Dans les tertres de la région du Mississippi, qui simulent les pyramides mexicaines et sont pareillement couronnés d’édifices cérémoniels, il semble que la même conception du monde se soit épanouie au cours de rituels dont tout s’est perdu, si ce n’est d’admirables témoignages graphiques qui rappellent de très près les arts les plus raffinés qu’ait connus l’Amérique centrale ; ainsi, sur la côte du Golfe, les Huaxtèques ont renouvelé la portée du graphisme en affectant à l’inscription un sens déterminé par les choses où il est appliqué. On « dignifiait » le support en le transformant, en retrouvant son rôle, en lui marquant sa place dans l’ensemble des mondes. Telle est en effet l’une des directions générales de l’intelligence indienne. Dans le sud-est des actuels États-Unis, des gorgerins datant de la civilisation dite « des rois du Sud », formés d’un disque de nacre gravé et rappelant ceux qu’avaient élaborés les Huaxtèques, montrent plus de liberté dans l’exécution (le graphisme s’applique aussi parfois sur des coquillages spiralés). Toutefois, une même hauteur de ton ordonne les postures des personnages, qui sont représentés immobiles, comme au centre d’un cercle sacré qui les isole de tout ce qu’il y a de trivial ou de futile dans la vie. Ces rois du Sud, dont les Natchez décrits par Chateaubriand sont assurément les descendants, ont peut-être élaboré la civilisation la plus aristocratique qui ait jamais été. Le sublime dans l’ordre du raffinement, l’extrême tendresse pour tout ce qui vit jointe à une sorte de fureur contre soi, l’exaltation du sacrifice personnel et du risque, le goût de la rigueur porté au niveau de la morale quotidienne et réglant tous les actes de la vie, jusqu’aux plus mineurs, voici quelques caractères de cette théocratie qui avait installé la mort au centre de ses préoccupations et en avait intériorisé les prestiges redoutables pour les faire servir à la splendeur de la vie.

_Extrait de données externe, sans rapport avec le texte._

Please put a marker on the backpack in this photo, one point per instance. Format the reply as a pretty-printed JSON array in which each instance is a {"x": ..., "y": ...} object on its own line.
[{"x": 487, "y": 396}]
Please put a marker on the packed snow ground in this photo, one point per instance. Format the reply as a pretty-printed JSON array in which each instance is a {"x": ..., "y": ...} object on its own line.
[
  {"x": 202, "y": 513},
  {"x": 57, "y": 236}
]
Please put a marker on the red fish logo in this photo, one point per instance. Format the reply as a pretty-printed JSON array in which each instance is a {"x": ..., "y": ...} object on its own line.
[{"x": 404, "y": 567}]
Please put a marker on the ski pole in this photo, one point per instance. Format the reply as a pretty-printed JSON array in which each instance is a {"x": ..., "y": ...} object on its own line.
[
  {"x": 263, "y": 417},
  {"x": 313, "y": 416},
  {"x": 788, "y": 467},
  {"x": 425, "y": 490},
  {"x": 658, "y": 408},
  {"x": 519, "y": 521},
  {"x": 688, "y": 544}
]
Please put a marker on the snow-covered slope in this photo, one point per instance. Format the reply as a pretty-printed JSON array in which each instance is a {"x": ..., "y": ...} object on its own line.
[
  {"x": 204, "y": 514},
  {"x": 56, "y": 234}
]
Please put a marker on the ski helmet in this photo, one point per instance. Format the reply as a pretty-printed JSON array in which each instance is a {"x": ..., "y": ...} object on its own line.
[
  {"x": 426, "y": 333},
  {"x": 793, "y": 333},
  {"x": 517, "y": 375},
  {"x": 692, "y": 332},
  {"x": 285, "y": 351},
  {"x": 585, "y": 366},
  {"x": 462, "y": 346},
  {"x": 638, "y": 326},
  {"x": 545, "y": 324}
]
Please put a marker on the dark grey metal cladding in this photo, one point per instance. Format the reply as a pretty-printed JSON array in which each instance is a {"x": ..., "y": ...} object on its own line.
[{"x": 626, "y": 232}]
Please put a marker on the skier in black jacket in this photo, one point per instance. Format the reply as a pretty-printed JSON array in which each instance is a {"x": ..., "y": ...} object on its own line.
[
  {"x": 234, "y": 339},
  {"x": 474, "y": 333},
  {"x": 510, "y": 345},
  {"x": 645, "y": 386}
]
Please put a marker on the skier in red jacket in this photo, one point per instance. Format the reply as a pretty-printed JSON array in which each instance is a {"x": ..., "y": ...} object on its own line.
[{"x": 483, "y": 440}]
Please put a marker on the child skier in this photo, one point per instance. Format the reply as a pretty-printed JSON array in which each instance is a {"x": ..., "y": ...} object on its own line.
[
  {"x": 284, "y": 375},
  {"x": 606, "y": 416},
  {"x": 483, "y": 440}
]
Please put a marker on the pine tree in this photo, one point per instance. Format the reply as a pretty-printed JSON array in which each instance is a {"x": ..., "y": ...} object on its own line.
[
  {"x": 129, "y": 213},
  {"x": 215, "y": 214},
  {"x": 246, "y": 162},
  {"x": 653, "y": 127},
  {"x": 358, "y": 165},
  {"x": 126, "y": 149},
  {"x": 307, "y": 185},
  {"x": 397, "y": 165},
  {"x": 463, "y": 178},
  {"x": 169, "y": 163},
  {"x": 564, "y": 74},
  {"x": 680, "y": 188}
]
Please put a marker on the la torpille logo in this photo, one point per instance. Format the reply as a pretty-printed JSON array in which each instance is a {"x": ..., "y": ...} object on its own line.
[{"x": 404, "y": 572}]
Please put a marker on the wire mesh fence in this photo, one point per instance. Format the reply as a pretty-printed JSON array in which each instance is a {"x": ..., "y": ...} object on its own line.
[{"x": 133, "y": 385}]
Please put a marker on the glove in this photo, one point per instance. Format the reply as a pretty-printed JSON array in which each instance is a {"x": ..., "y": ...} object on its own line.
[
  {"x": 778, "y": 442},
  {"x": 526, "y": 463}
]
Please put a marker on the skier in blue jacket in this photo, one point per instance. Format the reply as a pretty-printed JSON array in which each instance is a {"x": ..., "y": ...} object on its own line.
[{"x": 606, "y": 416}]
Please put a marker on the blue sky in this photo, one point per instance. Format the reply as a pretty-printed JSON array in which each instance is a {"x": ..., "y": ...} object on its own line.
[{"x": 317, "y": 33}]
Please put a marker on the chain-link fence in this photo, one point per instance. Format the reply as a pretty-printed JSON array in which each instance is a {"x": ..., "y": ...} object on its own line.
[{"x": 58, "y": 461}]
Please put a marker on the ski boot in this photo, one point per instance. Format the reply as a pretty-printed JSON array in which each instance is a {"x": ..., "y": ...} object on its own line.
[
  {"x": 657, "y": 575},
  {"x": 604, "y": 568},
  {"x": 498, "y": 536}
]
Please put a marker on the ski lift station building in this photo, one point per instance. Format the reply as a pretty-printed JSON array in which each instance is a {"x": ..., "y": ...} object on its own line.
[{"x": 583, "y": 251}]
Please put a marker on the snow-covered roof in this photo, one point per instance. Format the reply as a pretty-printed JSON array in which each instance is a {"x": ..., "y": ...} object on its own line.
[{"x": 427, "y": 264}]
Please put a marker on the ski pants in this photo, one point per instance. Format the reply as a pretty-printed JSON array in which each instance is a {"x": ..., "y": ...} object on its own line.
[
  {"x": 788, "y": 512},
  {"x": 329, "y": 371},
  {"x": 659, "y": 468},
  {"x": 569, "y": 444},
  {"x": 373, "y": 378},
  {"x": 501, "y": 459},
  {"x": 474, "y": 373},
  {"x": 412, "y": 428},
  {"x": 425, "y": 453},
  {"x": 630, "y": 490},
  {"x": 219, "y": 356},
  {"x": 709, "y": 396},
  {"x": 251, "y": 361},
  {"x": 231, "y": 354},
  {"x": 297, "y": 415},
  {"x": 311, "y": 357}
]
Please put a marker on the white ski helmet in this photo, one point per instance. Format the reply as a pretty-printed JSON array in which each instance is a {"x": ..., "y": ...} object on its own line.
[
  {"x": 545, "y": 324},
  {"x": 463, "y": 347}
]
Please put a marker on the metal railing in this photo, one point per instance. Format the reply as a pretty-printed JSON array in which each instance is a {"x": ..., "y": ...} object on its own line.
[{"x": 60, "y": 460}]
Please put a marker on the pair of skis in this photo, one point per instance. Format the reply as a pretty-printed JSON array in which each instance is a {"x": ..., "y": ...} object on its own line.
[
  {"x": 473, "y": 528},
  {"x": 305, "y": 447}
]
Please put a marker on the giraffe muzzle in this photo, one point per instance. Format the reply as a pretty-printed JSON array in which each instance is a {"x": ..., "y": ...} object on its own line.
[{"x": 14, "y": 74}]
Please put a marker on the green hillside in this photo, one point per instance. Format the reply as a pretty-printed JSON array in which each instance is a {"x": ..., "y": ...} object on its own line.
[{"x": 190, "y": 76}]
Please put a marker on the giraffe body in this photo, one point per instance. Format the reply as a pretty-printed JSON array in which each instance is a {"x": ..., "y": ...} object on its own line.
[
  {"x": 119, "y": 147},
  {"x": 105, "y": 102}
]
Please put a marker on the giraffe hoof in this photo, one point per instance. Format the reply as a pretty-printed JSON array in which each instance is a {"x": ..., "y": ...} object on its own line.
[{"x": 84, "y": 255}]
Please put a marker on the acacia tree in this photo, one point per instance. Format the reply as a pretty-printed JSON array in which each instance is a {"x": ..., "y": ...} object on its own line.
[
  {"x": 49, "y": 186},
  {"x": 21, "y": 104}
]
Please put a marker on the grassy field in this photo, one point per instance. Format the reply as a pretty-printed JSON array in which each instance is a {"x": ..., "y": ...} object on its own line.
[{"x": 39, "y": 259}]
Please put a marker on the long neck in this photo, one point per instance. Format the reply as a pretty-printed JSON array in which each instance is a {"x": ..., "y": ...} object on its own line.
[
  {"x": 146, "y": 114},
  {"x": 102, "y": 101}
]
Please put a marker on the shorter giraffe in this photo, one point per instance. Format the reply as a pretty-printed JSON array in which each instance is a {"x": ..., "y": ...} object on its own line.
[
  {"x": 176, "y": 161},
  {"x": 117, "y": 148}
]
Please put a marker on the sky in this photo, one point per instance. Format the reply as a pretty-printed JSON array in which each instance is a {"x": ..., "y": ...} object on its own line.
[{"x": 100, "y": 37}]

Ainsi, le roi de ce peuple, reflet organique du Soleil, était astreint à des règles de vie particulièrement sévères : il lui était interdit de toucher du pied le sol. Toute l’organisation sociétaire illustrait les incompatibilités essentielles et les épousailles nécessaires qu’une mythologie complexe justifiait et expliquait.